There is no more diligent a commentator to be had than Orage, though there are numerous commentaries – Denis Saurat’s very literary appreciation of Gurdjieff’s masterwork comes readily to mind, as well it might, given that Saurat and Orage were colleagues – and Orage laboured mightly on draft after draft alongside Gurdjieff over the passage of decades to ensure clear expression of “work ideas” in an immensely sprawling work. Indeed, Orage alludes to a frequently overlooked notion which courses through the work, originally raised by the French metaphysical scholar: “In Saurat’s point of view, our immortality depends on our having desires which outlast the body. This might be a passion for understanding which outlives the planetary body.”

Orage himself had no doubts about the system. “The method cannot be proven theoretically. The psyche is always active and demonstratively never passive and logical. Potentials are only experienceable but never logically demonstrable. Stretch your mind with exercises, efforts of real imagining in reality. Such as the exercise of imagining the total population on the planet, etc., or in place of the planet on the solar system in relation to Hercules in the milky way, to other milky ways.” (5 December 1927)

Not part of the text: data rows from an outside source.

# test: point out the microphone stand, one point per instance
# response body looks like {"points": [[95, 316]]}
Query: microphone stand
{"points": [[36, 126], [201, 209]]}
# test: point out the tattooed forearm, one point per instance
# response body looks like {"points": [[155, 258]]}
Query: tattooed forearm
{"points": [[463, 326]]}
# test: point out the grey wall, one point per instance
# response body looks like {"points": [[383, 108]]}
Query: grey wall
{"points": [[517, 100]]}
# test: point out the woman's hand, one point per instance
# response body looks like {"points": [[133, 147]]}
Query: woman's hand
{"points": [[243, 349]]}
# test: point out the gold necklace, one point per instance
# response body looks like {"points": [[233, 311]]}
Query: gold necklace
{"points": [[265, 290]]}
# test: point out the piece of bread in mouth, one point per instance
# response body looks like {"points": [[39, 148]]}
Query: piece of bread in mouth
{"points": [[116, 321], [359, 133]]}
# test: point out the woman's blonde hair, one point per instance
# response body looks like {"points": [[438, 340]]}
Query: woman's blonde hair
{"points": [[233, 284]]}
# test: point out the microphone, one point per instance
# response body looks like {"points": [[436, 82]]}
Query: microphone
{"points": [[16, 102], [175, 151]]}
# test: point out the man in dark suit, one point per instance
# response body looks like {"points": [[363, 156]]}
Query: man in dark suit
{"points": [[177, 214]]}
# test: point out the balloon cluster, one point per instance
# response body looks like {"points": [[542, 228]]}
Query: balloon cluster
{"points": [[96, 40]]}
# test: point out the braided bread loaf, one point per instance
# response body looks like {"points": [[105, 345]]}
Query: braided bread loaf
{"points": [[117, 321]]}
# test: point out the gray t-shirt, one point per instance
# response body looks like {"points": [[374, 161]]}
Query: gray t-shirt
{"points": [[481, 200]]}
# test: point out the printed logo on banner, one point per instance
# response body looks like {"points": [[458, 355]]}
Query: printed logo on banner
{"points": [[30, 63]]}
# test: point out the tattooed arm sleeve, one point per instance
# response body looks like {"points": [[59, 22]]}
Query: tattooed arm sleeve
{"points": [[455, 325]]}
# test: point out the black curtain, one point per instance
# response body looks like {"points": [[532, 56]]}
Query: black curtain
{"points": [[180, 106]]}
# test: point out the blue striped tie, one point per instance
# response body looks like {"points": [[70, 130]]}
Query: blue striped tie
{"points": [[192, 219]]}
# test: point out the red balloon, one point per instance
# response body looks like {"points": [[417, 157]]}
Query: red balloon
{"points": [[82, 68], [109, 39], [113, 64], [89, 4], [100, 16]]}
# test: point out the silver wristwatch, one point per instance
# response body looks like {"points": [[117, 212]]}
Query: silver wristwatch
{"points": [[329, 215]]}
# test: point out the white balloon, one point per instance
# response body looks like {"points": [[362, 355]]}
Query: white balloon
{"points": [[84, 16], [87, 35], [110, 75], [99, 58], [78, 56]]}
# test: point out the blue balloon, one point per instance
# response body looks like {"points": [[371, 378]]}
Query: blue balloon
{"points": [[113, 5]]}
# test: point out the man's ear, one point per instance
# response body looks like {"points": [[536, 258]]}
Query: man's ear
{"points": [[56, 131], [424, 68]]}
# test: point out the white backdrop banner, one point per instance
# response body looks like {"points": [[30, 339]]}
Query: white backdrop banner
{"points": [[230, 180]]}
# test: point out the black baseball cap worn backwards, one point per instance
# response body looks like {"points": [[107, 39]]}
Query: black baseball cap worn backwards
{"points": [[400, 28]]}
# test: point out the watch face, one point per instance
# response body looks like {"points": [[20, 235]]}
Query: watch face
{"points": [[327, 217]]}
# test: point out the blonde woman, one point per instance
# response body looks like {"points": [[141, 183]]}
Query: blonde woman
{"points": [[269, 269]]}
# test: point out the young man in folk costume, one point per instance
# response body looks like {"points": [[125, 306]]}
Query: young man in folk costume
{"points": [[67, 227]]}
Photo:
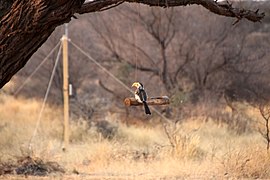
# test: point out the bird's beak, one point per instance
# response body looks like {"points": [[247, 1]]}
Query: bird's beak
{"points": [[134, 85]]}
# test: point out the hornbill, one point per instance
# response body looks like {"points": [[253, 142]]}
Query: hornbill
{"points": [[141, 96]]}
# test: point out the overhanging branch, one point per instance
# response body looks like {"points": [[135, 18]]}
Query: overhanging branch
{"points": [[220, 8]]}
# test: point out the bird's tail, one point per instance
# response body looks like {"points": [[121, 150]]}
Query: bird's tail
{"points": [[146, 108]]}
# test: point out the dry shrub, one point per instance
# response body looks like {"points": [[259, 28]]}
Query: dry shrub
{"points": [[247, 163], [184, 145], [30, 166]]}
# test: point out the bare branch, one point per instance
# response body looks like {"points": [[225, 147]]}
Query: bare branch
{"points": [[220, 8]]}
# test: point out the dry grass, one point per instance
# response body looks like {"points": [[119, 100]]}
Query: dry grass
{"points": [[192, 149]]}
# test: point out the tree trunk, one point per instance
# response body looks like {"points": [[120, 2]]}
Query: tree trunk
{"points": [[26, 24]]}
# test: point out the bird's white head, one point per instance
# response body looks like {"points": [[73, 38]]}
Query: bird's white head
{"points": [[137, 84]]}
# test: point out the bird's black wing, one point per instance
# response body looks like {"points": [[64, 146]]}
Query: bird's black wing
{"points": [[143, 95]]}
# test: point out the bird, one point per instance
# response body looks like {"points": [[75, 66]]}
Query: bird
{"points": [[141, 96]]}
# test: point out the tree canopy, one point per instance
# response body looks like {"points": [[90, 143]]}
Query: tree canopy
{"points": [[26, 24]]}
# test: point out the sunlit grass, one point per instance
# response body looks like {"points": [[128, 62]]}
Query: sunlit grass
{"points": [[193, 148]]}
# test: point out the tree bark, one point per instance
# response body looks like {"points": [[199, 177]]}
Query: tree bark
{"points": [[26, 24]]}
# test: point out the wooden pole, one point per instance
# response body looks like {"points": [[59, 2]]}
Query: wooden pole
{"points": [[65, 90], [162, 100]]}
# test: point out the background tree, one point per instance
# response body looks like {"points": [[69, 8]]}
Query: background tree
{"points": [[26, 25]]}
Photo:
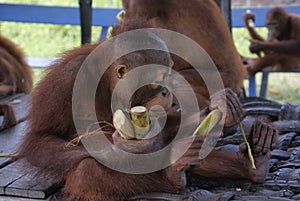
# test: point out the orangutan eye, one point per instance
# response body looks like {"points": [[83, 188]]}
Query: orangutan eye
{"points": [[121, 71]]}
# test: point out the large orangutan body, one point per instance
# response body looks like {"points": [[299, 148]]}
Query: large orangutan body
{"points": [[282, 49], [51, 124]]}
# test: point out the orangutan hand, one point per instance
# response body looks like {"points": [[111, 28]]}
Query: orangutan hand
{"points": [[137, 146], [256, 46], [262, 139], [247, 17], [228, 103]]}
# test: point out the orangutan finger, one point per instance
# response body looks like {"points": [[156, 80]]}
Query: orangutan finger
{"points": [[243, 147], [262, 137], [274, 139], [237, 105], [268, 140]]}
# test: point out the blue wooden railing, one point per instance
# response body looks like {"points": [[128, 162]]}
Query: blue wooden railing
{"points": [[106, 17]]}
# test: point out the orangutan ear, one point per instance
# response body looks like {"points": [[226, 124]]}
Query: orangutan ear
{"points": [[121, 70]]}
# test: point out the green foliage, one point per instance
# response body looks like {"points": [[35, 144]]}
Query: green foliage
{"points": [[41, 40]]}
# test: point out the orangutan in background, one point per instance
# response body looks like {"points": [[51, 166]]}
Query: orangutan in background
{"points": [[15, 77], [282, 49]]}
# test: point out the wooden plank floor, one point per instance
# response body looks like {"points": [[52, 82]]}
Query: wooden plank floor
{"points": [[15, 183]]}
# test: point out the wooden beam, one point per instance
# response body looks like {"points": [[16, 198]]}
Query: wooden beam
{"points": [[225, 6]]}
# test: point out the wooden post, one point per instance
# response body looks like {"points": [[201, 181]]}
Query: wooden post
{"points": [[85, 20], [225, 6]]}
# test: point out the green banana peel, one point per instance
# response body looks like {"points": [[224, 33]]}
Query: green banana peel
{"points": [[248, 147], [8, 155], [210, 121]]}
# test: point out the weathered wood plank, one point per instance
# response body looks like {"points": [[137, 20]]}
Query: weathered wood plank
{"points": [[20, 105], [11, 198]]}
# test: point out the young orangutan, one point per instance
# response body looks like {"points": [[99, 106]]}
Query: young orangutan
{"points": [[282, 49], [51, 126], [15, 77]]}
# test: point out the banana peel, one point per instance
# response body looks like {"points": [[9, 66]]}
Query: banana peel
{"points": [[211, 121], [123, 125], [248, 147]]}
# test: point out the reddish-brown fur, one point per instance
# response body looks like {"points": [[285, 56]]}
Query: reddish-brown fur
{"points": [[51, 123], [282, 49], [201, 21], [15, 77]]}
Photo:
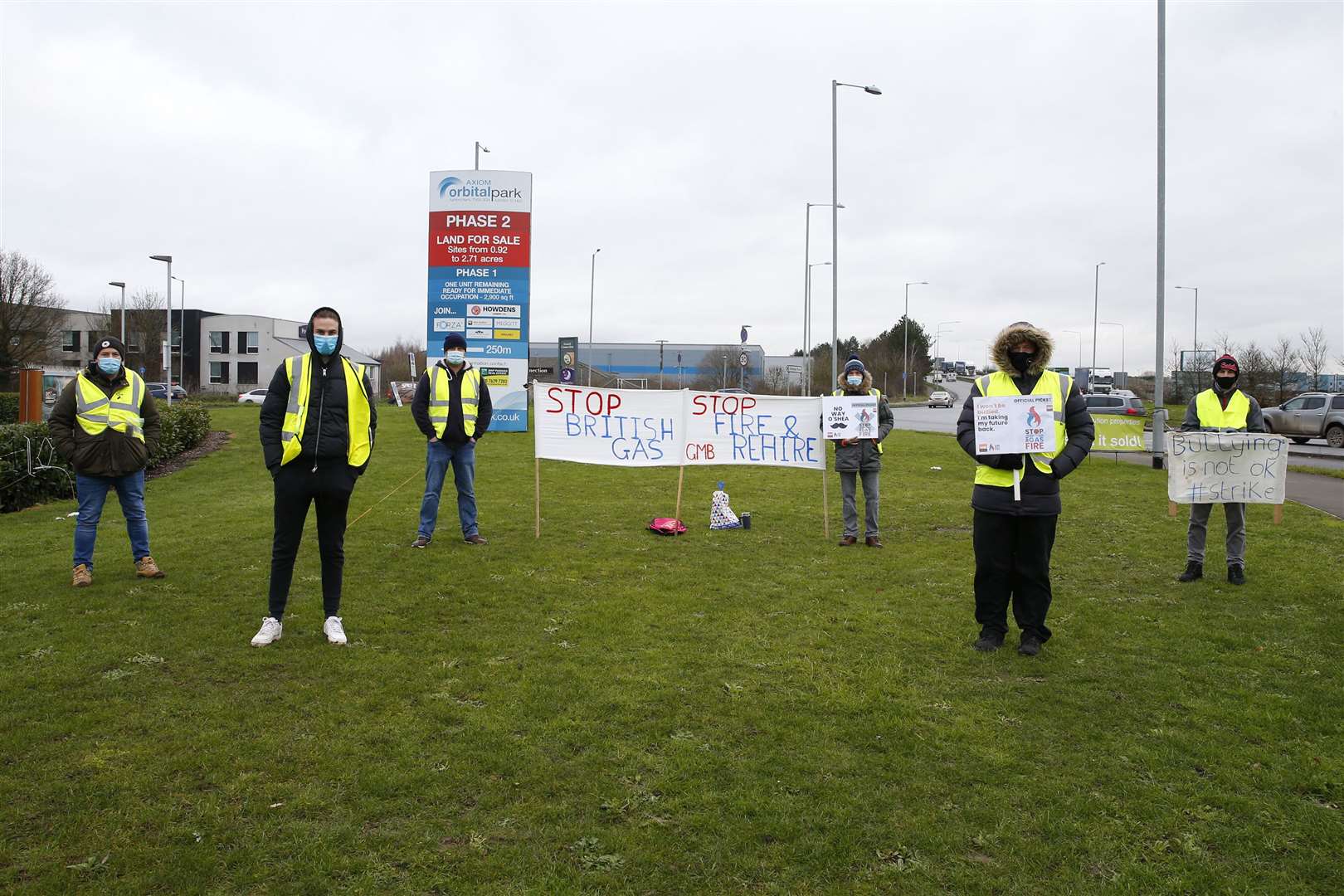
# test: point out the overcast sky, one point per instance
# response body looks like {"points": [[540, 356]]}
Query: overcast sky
{"points": [[281, 153]]}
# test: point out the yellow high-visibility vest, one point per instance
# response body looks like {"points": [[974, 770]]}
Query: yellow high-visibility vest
{"points": [[1057, 387], [1215, 416], [358, 414], [875, 394], [441, 397], [121, 412]]}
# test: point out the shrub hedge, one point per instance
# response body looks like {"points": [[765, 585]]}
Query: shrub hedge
{"points": [[184, 426]]}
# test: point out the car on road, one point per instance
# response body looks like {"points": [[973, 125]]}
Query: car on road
{"points": [[941, 399], [1125, 403], [1311, 416]]}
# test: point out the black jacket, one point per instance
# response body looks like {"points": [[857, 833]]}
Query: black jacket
{"points": [[327, 427], [455, 433], [1040, 492], [110, 453]]}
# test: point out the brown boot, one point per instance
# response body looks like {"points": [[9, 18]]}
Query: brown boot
{"points": [[147, 568]]}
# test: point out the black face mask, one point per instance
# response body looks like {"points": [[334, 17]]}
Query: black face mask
{"points": [[1022, 360]]}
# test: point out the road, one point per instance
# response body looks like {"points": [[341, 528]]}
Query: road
{"points": [[1322, 492]]}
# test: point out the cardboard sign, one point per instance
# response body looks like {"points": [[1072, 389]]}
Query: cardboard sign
{"points": [[1015, 425], [850, 416], [1226, 468]]}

There is a special place in my psyche and perhaps my reader’s psyche for works that gather together miscellaneous thoughts and truths, and the five books noted above meet my needs and perhaps yours too. There is something close to the revelations of the poets in these texts. There are a number of other such collections in print, and perhaps at a later date I will have the opportunity to write about them too.